Mr Pritchard did not notice that the footpath was broken until he looked afterwards to see what had caused the appellant to fall.
56 Not only was there evidence about the lighting, lighting is a matter of common experience. It is a matter of common experience that street lighting does not replicate daylight. If it did, there would be no necessity for car headlights. The evidence here was that there were no street lights directly at the spot where the accident occurred, rather the accident spot was midway between two lights. The light fittings overhung the street. The only light on the footpath, on the unchallenged evidence of Mr Pritchard, was "reflected light". There is to be added to that the fact that Mr Pritchard, about whom it was never suggested was not taking reasonable care for himself, did not see that the footpath was broken until after the appellant fell. At that time Mr Pritchard was approximately 1½ to 2 metres "at the outside" away from the plaintiff and his attention was only drawn to the state of the footpath because of the appellant's fall. When he was challenged in cross-examination that he could see at that distance "the detail of the crumbling cement", Mr Pritchard said "Yes. I moved closer to check it out as well".

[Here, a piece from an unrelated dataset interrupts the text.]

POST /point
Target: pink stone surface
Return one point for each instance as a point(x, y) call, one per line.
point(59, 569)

57 In my opinion, given Mr Pritchard's evidence and common experience, the broken footpath at night, even with street lighting of the type I have described, presented a danger to persons who were taking care for their own safety. Accordingly, I consider the trial judge erred in his conclusion that the danger was obvious.
58 That of course is not the end of the matter. Sheller JA has given consideration to the state of law as discussed by and established in the recent decisions of Brodie v Singleton Shire Council and Ghantous v Hawkesbury City Council (2001) 206 CLR 512. It will not be necessary, therefore, for me to discuss those authorities at great length. However, it is important to recognise, that they do not stand for the proposition that because a danger is obvious, there is no negligence. It might be surprising that such a simplistic statement is even made. However, there appears to be a trend in the cases that reflect that simplistic proposition.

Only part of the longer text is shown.